The Revolutionary Armed Forces of Colombia, or FARC, is holding hundreds hostages for ransom and political leverage, including three American anti-drug contractors captured in 2003 and Betancourt.

The FARC, which took up arms in the 1960s, and the government have been deadlocked over conditions for exchanging dozens of such high-profile hostages for rebels held in government jails.

"The legal basis for a humanitarian exchange has been established and we have reduced the requirements as much as possible," Restrepo said.

Despite hard lobbying for a hostage swap by the families of kidnap victims and the French government, an agreement appeared less likely after Colombia killed the FARC's No. 2 commander in a March 1 raid carried out in neighbouring Ecuador.

Earlier on Thursday Colombian human rights ombudsman Wolmar Perez said Betancourt's health was "very, very delicate."

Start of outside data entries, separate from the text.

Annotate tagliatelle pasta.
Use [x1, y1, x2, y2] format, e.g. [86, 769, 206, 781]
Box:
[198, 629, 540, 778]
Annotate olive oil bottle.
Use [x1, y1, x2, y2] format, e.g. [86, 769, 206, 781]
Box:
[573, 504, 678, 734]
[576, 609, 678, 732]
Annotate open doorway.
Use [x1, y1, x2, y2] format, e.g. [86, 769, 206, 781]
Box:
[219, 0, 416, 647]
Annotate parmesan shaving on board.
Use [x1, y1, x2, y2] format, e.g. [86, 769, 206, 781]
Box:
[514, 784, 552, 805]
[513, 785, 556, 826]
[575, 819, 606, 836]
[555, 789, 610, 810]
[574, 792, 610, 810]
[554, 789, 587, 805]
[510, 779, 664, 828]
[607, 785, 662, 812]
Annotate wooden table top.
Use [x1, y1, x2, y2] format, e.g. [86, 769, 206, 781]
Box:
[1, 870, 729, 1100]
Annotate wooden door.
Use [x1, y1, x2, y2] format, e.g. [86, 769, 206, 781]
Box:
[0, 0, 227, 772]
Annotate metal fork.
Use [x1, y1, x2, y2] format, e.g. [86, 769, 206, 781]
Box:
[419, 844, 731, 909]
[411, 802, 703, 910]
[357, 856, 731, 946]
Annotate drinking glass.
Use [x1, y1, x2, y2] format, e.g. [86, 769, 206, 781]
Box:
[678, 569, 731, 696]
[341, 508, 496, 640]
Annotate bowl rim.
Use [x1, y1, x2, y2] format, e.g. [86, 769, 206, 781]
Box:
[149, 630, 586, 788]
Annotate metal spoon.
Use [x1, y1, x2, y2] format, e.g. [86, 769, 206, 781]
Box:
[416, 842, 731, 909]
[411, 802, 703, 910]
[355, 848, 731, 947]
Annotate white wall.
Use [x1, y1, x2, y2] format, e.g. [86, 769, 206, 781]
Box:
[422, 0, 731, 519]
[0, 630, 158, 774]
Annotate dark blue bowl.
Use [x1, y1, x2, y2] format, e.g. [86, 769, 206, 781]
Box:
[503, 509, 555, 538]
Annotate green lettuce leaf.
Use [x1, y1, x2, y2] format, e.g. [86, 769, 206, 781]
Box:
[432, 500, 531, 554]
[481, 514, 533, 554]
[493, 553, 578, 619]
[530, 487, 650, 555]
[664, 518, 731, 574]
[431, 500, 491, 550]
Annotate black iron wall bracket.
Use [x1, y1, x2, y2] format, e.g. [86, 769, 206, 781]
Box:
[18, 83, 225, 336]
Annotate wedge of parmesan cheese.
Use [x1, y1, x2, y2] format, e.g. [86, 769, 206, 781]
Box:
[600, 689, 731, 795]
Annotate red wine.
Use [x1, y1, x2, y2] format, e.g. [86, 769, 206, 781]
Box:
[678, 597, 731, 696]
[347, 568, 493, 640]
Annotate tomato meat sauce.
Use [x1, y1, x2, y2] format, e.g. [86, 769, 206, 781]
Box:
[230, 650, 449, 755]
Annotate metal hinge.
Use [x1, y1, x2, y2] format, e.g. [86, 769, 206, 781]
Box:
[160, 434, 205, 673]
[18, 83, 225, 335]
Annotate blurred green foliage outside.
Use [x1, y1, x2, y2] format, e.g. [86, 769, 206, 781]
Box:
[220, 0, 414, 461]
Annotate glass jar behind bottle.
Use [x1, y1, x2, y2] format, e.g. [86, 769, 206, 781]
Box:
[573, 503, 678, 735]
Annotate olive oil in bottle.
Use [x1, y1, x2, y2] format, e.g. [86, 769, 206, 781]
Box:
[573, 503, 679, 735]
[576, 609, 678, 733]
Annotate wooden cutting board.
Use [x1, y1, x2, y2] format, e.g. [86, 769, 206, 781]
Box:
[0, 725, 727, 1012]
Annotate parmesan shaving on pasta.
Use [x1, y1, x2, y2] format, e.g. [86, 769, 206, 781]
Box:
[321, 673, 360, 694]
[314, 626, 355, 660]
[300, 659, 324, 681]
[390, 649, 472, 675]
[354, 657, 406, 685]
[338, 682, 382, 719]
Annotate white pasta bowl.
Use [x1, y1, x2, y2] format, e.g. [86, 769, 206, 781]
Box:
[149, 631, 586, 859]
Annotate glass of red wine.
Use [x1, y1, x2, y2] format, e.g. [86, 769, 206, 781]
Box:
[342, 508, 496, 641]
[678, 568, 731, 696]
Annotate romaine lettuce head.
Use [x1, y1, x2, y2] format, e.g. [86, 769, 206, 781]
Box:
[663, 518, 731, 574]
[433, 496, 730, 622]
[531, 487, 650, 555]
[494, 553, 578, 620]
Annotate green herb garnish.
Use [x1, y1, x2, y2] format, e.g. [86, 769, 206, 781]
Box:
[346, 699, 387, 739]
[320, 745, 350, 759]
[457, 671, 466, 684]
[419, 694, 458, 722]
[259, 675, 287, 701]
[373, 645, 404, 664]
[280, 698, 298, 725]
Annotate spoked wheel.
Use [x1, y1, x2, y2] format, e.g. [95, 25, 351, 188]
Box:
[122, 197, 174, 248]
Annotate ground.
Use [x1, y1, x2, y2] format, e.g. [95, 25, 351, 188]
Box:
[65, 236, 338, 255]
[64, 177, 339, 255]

Reports received by Perez's office say Betancourt appears malnourished and her skin is raw with infected insect bites.

He said she suffers from hepatitis B and last month was brought by the FARC to be treated at first aid stations in jungle towns controlled by the guerrillas.

"The government has joined the national and international cry that the life of Ingrid Betancourt be saved. We cannot run risks in this case and there is no more time to wait," Restrepo said.

The rebels, who are funded mainly by cocaine smuggling and extortion, freed six kidnap victims earlier this year in deals mediated by Venezuela's leftist president, Hugo Chavez.

But plans for a wider hostage swap have bogged down with the government refusing the FARC's key demand that soldiers and police be pulled from a populated area in the west of the country to be used as the site of the exchange.

The government proposes the swap take place in an unpopulated area where the guerrillas would not be allowed to enter armed.